While the number of openly LGBT journalists has flourished since NLGJA was formed 20 years ago, there are still some glaring holes. One is the lack of LGBT on-air reporters in television and the complete lack of LGBT anchors on the networks and cable news shows (Rachel Maddow and Jane Velez Mitchell are arguably not doing news, but instead commentary).
Another major gap is the lack of LGBT opinion columnists and pundits. With the exception of Deb Price, there are no major syndicated columnists who openly LGBT. There is a serious lack of LGBT voices on the op-ed pages of major newspapers and news websites. And openly LGBT people rarely show up as pundits on shows like Meet the Press, Face the Nation, or ABC’s This Week.

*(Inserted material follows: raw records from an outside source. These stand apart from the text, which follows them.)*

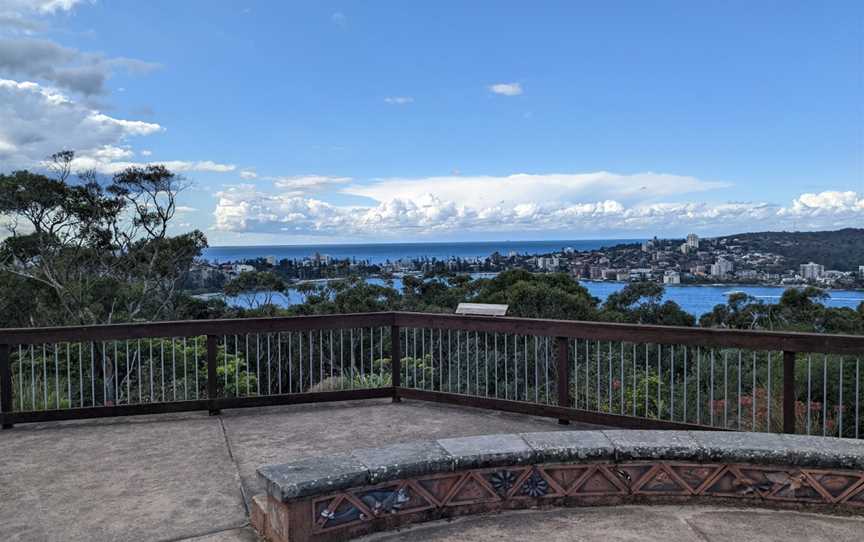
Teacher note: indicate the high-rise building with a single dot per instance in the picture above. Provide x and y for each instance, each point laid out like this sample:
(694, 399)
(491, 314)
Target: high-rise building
(693, 241)
(721, 268)
(811, 271)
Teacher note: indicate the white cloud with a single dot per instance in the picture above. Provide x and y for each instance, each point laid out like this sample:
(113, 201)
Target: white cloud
(46, 61)
(481, 191)
(36, 121)
(506, 89)
(248, 209)
(305, 184)
(399, 100)
(37, 6)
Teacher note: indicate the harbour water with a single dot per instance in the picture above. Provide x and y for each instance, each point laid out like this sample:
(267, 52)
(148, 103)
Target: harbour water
(696, 300)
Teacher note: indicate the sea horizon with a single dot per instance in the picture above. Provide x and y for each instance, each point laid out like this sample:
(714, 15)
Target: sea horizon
(382, 252)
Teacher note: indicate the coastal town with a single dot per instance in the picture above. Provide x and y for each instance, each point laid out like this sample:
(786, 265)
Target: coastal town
(692, 260)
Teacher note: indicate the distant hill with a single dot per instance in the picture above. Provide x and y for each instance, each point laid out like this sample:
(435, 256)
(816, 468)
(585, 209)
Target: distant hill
(842, 250)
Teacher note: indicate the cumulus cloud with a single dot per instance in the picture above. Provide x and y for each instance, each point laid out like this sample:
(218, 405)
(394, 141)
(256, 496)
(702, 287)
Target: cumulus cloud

In a story for Mediate, I suggested 12 people who deserve to have a national audience. The list includes Jamie Kirchick, Jonathan Capehart, Jonathan Rauch, Andrew Sullivan, Frank Bruni, Karl Frisch, Pam Spaulding, Dan Savage, LZ Granderson, Sandip Roy, Kerry Eleveld, and Winnie Stachelberg.
While there is some racial diversity in that group, it was far from perfect. The list also doesn’t include any transgender writers. What was surprising was the ideological variety. There were a number of people who are ideologically center-right or even conservative. And it didn’t require a lot of effort to find a good ideological mix.
Another challenge in compiling the list was uncertainty about whether some people were public about being LGBT. I mentioned two situations in the story, and there’s at least one other prominent blogger whose sexual orientation was rather vague.
But imagine if such a list were compiled 20 years ago or even 10 years ago. It would have likely been even more difficult to come up with 12 people and the diversity of that group would have been limited. That says something about how things are changing and why NLGJA matters and has an impact.